At 23 I took a life-changing step and moved to Sydney to train with Jim Hooson, of Learning Creations. In Jim’s Screener and Program training courses I learned to assess children for learning difficulties or physical and developmental ‘blockages,’ to write assessment reports and to create individual 5 day programs, in which I worked one-on-one with a child on areas of difficulty. I would then follow this work up with monthly sessions to check how activities were progressing and to add new, more challenging exercises. Often, I tutored these children weekly, for months or years, and I can’t even explain the feeling of fulfilment, watching these children grow in confidence and ability over the years.

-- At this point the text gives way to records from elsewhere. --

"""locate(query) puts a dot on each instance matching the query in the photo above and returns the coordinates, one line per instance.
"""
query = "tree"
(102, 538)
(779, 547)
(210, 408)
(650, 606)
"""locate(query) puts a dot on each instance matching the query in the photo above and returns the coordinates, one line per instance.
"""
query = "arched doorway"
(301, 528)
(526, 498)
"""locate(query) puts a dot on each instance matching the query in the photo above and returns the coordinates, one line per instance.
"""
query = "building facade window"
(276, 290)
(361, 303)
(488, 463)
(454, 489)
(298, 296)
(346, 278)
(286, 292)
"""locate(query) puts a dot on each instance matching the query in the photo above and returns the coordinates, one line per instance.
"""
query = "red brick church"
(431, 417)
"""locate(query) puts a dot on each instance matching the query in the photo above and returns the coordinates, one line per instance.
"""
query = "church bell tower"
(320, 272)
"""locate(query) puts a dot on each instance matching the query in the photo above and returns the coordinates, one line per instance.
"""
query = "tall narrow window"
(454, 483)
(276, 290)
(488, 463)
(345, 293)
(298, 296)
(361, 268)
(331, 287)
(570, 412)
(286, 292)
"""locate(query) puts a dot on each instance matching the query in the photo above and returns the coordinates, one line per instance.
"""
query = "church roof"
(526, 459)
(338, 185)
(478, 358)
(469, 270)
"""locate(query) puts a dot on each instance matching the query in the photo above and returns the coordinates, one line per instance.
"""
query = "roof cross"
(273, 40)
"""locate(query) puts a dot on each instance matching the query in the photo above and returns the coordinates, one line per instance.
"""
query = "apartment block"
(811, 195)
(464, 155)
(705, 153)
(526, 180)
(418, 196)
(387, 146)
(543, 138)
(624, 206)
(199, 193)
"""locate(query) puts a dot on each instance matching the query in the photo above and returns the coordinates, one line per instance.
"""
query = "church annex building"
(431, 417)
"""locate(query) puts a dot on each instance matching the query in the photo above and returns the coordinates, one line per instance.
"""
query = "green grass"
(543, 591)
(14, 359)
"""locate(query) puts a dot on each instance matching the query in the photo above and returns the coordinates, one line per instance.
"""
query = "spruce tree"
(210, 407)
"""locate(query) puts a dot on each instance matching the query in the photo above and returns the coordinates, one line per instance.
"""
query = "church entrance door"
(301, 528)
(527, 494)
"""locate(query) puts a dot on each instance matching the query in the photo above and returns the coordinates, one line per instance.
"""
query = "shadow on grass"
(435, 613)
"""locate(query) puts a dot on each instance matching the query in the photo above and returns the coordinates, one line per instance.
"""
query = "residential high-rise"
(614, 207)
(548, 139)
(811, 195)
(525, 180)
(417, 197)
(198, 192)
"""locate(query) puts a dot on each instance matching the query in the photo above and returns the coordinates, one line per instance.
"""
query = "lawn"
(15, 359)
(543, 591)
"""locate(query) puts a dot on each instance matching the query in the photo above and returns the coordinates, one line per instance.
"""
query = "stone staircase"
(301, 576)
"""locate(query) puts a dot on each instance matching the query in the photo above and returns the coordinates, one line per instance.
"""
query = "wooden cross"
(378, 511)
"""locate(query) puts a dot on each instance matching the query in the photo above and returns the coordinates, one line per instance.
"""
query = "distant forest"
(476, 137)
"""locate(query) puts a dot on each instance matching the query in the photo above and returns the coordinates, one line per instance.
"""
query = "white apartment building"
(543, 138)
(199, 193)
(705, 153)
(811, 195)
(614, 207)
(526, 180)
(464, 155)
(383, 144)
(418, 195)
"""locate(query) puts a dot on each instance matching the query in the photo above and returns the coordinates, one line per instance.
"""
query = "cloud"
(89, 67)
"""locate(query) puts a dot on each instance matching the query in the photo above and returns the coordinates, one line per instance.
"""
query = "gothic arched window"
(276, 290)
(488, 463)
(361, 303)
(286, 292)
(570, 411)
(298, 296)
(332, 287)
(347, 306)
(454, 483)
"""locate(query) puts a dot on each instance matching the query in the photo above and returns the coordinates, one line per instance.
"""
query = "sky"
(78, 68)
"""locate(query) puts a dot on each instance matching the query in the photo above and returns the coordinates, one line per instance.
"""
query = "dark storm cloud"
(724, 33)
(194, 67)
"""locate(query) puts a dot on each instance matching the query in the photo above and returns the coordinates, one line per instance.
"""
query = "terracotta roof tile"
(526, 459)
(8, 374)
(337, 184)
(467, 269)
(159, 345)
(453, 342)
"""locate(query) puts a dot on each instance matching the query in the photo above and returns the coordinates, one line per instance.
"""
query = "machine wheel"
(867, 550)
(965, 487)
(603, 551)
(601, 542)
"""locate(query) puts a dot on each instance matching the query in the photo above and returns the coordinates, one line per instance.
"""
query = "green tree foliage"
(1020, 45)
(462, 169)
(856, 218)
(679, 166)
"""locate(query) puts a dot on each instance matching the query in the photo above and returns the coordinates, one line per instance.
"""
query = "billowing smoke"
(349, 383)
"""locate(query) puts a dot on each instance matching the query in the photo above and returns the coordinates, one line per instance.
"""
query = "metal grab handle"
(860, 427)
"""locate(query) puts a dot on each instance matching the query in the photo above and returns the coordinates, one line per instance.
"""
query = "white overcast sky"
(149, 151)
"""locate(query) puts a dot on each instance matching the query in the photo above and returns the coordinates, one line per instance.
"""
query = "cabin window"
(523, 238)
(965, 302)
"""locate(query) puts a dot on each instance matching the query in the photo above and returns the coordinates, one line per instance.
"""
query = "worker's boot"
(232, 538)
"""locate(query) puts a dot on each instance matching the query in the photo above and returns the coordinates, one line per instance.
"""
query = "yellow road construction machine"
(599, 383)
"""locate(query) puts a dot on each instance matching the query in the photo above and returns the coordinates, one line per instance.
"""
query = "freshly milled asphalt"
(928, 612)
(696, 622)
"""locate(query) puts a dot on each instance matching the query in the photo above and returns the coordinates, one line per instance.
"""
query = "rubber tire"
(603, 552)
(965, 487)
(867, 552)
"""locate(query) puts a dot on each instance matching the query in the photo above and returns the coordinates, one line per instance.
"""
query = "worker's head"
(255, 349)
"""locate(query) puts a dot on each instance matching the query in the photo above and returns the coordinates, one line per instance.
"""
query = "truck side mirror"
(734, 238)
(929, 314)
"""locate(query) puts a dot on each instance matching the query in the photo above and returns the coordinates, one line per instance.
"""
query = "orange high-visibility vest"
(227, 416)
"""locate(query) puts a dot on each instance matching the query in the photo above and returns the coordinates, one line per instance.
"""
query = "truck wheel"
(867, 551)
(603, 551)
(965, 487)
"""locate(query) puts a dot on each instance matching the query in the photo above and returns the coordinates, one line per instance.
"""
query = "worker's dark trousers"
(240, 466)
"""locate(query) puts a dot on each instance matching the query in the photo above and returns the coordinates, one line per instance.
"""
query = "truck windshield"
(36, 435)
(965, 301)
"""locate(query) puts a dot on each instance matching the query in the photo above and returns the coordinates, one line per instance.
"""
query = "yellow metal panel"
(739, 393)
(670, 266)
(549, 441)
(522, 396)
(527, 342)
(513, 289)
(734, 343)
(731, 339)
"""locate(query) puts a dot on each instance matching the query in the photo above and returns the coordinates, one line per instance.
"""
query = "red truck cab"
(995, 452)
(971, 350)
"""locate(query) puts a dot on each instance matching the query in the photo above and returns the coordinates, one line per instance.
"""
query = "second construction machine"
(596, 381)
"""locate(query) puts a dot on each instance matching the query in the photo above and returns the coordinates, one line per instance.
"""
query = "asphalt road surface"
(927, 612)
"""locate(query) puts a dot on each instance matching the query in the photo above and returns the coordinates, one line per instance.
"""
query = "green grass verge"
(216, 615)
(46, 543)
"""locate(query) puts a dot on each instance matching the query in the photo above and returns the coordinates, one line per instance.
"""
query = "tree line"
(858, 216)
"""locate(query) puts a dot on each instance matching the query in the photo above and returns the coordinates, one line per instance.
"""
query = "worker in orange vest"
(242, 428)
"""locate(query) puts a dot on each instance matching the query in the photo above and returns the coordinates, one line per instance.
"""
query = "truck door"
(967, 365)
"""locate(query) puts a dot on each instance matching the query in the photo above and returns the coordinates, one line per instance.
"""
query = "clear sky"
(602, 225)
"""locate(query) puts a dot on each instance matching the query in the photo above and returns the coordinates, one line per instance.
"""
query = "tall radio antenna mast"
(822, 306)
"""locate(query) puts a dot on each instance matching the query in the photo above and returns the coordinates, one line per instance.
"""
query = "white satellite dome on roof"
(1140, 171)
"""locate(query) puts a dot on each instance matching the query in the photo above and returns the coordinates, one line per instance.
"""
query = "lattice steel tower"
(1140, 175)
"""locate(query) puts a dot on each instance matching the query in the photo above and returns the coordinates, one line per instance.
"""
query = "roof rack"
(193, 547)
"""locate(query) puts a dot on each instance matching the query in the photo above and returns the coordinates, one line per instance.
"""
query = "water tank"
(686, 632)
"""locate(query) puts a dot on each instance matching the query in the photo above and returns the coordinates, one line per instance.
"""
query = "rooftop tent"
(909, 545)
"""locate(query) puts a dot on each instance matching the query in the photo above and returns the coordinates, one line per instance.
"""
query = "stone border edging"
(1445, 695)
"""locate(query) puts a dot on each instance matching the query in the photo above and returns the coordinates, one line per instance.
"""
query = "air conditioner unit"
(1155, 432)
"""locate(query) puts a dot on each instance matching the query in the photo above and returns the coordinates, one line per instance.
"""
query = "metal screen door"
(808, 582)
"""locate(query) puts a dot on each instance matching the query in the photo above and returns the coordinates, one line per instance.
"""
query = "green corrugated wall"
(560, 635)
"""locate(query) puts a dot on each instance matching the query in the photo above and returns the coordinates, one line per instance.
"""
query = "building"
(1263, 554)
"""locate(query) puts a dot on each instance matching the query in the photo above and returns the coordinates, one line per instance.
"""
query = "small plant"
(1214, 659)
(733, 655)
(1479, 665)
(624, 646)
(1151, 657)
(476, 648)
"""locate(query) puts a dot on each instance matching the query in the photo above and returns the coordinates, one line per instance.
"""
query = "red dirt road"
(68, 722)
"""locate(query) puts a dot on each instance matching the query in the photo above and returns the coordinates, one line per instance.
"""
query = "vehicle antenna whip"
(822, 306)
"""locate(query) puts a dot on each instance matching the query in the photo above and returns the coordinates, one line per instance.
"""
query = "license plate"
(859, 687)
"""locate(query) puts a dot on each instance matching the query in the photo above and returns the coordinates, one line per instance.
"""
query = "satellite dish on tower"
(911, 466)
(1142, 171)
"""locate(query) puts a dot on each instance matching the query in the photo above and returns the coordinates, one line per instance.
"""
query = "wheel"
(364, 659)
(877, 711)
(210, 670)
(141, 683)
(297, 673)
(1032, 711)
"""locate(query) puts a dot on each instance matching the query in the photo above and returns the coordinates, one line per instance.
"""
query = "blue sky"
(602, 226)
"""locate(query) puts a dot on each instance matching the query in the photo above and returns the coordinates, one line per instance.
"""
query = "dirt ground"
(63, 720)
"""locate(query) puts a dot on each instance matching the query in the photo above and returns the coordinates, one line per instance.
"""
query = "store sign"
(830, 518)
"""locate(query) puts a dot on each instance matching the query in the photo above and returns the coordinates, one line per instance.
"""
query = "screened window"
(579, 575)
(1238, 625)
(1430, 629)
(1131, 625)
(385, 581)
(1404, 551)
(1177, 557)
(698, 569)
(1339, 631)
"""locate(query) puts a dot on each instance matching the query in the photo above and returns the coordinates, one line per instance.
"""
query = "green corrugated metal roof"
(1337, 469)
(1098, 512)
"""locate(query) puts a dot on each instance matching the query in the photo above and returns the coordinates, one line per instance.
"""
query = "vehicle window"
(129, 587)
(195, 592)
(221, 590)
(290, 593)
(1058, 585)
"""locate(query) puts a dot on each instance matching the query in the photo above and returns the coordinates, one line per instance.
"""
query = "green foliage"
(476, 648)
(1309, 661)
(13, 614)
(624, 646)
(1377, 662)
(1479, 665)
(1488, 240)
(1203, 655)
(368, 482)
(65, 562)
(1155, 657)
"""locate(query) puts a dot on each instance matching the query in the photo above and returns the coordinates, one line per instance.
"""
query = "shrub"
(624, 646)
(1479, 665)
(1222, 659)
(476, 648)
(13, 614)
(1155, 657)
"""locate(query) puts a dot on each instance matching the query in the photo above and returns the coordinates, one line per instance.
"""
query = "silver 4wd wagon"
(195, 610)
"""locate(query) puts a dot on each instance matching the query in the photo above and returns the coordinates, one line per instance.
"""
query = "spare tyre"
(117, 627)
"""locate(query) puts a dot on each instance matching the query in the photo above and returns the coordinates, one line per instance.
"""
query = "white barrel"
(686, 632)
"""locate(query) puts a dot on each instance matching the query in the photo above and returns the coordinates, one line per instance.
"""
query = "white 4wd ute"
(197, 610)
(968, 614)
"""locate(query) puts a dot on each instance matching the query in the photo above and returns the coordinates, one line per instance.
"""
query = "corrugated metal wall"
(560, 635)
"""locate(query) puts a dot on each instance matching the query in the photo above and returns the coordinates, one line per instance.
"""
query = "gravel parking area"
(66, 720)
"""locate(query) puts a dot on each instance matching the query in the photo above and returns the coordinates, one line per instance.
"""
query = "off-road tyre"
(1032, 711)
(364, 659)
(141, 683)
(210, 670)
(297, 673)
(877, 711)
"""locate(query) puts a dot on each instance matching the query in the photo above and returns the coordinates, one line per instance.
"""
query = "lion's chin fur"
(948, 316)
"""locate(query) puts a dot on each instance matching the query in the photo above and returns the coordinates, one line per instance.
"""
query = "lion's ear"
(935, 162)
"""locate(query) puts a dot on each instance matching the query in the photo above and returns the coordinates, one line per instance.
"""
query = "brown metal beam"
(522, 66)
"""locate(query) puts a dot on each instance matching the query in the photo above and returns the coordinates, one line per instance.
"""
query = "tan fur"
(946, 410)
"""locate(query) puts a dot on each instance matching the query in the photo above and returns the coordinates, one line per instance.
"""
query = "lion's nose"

The courses with Learning Creations taught us far more than identifying maths and literacy weaknesses. We learned about the vestibular system, proprioception, visualisation and fluid reasoning. We studied retained primitive reflexes, repatterning and brain-movement exercises. We had to learn how to say the alphabet backwards, mould letters in clay, juggle, perform kinesiology stretches and turn a hula hoop across our bodies (no easy task!). I have a cheerful and vivid memory of our group discussing cases, massaging each others’ hands across the table, writing creative stories together and collapsing into giggles upon reading them out. I found the lessons cathartic and fulfilling. However, the tasks we undertook were by no means easy. We each had our own personal struggles with addressing our own weaknesses – whether memory, metabolic, visual or movement-related. Nearly every one of us in a group of 10 underwent huge personal growth and a period of difficult change following the courses – as we were forced to look honestly at ourselves, and to learn about our development, strengths and weaknesses. At this time, Jim became more than a teacher – he became a mentor, therapist and friend.

In essence, this was why Jim’s work was so successful, with a constant stream of clients. He did not advertise – ever. He cared, above all, about children’s happiness. Improving academic skills was simply a positive by-product of getting the body systems to work together. Jim cared about keeping children healthy, improving their quality of life and igniting a passion for learning. He took children broken by unhappiness and failure (some suicidal) and helped them to improve without embarrassment. He picked up on emotional and seemingly insignificant physical and health issues and addressed these to enable children to grow confident and contented. He was trusted and beloved by children.